Rebecca Clark, who recently graduated from the School of Public Health, created a free online risk calculator that allows clinicians to input the proposed treatment exposures for their patients and know how likely it is the treatment will influence menopause development.
If the risk of acute ovarian failure—the development of menopause within the first five years after a cancer diagnosis—is calculated to be low, Clark said the clinician can focus on the child's survival first, before going back to address any risk of non-surgical premature menopause that may develop more than five years after treatment.
Clark explained that although the odds of surviving a childhood cancer diagnosis has increased significantly—from a five-year survival rate of 58 percent in the mid-1970s to nearly 90 percent today—the research focus on survival has had unintended and long-term consequences for those who beat cancer.
"One percent of women will prematurely develop menopause before age 40, but that number jumps to 15 percent for girls who survive childhood cancer due to chemotherapy and radiation exposures," said Clark. "In addition to reproductive loss and bone loss, these girls are more likely to report feelings of anxiety, depression and insecurity."
Funded by the Stollery Children's Hospital Foundation through the Women and Children's Health Research Institute, Clark focused her master's thesis on the reproductive problems females can develop—specifically, risk prediction for premature menopause.
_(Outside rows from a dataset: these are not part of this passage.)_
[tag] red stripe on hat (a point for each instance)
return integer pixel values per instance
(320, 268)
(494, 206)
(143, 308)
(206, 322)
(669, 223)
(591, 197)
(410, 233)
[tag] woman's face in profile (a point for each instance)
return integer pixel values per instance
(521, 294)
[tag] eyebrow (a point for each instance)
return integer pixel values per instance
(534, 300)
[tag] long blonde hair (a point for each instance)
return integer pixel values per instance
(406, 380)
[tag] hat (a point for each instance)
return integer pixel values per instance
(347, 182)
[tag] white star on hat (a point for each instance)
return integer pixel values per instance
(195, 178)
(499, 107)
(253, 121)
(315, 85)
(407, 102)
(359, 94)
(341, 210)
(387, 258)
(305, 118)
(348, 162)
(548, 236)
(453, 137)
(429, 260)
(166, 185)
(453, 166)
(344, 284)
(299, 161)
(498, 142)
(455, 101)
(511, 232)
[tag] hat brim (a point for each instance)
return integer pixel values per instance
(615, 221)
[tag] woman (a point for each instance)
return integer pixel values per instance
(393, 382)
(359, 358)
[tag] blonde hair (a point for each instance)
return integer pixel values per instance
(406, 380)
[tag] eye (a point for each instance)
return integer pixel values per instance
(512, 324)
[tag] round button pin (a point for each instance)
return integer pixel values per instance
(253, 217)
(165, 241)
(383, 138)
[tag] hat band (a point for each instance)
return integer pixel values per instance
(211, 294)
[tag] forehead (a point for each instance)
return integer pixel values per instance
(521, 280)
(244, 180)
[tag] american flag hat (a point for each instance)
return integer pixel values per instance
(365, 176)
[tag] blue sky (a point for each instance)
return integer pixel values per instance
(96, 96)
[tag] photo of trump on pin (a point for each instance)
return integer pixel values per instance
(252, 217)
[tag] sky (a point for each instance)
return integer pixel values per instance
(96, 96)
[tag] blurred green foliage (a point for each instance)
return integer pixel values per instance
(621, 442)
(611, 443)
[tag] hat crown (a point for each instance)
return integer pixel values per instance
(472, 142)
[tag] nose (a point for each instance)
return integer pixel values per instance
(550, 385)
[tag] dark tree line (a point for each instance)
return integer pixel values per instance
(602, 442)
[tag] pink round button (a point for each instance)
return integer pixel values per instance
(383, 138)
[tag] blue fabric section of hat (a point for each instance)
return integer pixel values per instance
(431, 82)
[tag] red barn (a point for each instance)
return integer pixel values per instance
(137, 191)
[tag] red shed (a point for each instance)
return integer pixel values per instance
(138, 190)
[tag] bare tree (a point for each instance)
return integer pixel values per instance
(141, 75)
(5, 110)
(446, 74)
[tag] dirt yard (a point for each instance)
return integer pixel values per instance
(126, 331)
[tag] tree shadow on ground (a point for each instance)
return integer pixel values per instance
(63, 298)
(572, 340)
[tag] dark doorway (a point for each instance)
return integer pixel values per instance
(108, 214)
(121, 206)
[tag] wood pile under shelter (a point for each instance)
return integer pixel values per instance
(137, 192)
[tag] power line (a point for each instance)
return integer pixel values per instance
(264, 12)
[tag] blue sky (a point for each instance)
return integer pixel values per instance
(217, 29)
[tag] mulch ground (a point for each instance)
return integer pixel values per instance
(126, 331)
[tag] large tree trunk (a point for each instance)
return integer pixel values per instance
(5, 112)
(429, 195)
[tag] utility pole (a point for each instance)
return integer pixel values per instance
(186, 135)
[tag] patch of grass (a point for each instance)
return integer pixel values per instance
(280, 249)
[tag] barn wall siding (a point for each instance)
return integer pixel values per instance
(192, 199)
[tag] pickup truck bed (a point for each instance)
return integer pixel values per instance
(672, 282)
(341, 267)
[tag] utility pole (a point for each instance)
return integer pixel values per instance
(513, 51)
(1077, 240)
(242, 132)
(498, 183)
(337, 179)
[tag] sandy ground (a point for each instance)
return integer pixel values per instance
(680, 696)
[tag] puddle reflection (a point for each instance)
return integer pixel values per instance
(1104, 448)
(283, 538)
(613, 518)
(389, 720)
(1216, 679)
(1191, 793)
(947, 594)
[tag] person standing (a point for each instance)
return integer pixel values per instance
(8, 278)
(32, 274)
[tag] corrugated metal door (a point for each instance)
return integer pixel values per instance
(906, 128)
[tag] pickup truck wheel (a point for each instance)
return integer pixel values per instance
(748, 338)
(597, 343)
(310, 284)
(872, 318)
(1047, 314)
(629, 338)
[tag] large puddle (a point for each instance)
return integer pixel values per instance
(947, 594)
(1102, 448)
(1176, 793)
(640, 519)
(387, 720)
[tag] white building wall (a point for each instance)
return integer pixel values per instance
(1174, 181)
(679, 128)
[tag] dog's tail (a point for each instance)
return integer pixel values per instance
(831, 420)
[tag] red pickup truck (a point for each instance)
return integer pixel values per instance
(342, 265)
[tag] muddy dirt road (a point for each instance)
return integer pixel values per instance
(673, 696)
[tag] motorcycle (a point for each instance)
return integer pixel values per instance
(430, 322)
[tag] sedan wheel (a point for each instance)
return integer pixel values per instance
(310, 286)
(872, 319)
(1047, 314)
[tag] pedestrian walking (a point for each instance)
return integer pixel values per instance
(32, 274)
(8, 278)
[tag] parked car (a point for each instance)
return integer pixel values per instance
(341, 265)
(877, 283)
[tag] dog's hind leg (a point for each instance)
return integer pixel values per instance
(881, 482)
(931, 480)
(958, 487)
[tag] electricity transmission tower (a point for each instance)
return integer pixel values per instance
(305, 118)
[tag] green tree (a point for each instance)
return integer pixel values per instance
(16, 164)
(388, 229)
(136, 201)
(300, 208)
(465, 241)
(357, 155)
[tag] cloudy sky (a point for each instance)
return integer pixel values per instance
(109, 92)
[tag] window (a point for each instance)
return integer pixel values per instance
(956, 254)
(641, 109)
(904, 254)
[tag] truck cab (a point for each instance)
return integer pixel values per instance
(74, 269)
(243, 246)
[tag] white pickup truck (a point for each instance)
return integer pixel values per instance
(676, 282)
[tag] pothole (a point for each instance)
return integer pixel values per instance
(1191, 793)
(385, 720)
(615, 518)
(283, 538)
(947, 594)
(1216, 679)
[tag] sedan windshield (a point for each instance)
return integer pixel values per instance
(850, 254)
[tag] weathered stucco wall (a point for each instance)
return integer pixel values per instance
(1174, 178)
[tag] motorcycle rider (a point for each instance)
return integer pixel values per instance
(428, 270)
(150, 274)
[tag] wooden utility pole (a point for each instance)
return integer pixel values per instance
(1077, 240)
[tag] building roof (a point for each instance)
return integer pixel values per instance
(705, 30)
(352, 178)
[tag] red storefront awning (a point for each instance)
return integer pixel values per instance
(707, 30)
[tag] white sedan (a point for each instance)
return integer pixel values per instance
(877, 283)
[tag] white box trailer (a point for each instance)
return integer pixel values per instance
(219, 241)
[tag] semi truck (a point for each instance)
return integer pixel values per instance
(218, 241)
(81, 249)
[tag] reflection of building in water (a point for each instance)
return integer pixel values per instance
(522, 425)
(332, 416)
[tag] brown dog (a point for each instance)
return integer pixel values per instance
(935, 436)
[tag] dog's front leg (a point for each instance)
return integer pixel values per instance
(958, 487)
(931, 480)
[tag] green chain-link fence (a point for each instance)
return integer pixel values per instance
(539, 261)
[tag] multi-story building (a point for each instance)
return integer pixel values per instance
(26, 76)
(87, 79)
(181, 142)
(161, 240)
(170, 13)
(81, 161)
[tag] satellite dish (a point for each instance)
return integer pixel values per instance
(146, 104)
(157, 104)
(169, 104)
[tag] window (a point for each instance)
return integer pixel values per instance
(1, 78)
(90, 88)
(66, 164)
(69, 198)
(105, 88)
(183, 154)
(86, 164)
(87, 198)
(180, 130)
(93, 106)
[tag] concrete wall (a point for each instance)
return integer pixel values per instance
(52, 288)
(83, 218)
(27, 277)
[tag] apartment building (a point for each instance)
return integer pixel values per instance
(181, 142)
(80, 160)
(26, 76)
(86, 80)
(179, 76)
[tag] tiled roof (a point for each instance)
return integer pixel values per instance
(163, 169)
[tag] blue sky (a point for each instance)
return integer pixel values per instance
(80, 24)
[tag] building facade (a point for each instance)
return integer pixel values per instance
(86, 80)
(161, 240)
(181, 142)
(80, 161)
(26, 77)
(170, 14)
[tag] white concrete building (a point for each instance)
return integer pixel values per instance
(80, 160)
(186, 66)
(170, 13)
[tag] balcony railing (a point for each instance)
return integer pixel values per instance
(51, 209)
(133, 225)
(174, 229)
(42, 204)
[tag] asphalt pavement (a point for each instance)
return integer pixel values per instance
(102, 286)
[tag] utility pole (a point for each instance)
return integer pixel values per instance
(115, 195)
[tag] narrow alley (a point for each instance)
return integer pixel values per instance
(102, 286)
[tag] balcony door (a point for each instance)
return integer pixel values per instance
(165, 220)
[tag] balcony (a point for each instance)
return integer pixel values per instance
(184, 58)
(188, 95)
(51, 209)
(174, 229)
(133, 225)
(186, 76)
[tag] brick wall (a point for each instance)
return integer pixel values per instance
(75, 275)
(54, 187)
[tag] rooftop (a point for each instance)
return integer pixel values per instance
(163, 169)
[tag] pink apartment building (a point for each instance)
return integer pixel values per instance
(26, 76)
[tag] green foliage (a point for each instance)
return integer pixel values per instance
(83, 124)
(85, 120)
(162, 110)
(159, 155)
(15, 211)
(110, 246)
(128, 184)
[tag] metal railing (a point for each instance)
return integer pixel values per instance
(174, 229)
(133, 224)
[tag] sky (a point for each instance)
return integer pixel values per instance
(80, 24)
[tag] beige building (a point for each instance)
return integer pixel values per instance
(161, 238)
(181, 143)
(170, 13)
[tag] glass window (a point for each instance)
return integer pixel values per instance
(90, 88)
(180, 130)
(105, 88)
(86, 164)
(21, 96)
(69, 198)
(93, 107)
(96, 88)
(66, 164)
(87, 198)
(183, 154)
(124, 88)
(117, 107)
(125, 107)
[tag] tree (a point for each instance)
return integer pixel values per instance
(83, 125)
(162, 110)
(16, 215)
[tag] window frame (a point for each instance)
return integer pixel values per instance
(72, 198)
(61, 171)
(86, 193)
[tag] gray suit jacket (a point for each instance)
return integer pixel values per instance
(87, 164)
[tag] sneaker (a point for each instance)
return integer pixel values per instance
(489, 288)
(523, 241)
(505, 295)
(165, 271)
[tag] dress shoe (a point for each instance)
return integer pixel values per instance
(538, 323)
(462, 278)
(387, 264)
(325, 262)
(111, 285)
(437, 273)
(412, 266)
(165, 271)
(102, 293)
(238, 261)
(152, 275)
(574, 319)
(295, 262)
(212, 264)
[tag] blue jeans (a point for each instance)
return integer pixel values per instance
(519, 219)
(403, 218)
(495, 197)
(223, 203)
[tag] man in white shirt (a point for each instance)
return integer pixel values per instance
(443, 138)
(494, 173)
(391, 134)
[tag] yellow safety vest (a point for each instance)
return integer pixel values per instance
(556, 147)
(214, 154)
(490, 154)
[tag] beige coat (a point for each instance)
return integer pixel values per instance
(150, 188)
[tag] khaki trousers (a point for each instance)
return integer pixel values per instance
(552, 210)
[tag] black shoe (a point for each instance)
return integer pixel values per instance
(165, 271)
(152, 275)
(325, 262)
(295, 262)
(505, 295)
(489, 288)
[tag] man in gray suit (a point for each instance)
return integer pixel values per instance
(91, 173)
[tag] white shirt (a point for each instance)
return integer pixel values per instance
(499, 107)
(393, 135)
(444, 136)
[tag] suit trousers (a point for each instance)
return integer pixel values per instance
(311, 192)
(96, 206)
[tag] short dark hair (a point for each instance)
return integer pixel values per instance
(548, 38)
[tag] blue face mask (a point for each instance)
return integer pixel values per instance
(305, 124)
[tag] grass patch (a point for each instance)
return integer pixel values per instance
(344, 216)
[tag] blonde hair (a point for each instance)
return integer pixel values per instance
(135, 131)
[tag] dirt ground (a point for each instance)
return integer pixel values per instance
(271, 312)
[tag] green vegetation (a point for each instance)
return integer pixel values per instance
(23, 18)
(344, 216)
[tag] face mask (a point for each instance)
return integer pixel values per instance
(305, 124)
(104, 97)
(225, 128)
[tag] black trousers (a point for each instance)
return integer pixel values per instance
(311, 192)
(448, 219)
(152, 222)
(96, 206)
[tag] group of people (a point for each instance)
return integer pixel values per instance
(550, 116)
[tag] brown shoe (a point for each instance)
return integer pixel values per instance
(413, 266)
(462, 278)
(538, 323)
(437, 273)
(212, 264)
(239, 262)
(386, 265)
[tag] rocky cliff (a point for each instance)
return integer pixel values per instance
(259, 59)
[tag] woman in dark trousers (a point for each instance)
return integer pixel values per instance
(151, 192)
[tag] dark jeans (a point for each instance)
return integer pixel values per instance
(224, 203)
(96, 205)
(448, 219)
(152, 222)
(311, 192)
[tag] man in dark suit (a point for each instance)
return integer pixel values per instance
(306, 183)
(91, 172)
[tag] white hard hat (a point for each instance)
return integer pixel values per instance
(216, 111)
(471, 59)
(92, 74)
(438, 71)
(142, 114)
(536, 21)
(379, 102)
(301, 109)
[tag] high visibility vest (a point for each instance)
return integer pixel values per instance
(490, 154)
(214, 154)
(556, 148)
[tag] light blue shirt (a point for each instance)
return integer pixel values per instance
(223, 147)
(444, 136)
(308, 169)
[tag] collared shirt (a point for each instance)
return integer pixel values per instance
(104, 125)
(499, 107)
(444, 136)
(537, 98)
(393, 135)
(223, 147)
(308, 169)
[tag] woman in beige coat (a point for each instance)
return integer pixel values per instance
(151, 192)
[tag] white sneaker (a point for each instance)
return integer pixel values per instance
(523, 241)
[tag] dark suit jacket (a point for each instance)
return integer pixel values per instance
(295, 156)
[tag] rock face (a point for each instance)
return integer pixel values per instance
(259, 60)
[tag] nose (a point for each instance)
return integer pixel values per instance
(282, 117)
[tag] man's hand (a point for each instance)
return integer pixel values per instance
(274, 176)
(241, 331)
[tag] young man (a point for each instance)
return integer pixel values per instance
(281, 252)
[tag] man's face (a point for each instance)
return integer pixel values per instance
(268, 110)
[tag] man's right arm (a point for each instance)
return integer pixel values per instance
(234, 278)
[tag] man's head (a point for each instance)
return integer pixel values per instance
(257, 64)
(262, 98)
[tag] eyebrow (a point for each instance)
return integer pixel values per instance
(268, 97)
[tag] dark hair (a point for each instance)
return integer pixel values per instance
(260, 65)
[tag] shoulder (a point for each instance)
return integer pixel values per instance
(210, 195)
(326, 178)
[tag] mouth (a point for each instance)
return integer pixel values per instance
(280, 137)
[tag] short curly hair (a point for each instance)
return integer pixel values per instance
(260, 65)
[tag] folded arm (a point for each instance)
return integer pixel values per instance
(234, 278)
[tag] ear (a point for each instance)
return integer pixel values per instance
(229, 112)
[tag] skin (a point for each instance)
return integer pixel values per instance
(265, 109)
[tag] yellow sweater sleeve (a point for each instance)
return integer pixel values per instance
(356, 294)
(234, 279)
Part of the study results were published in The Lancet Oncology just after the risk calculator became available last January.
"We wanted to be able to provide these girls and their families a little glimpse into the future so that they are prepared, and also to allow for interventions," said Clark. "If menopause is reached early, they may need hormone replacement therapy to start their period or to maintain regular body hormones."
As it is, Clark said, more than 99 percent of childhood cancer survivors will develop at least one type of chronic condition, from heart disease and diabetes to second cancers.
"These girls and their families are already facing so many unknowns," said Clark. "Helping to unravel at least one mystery, and giving them a better idea of what may or may not happen, can make a huge impact."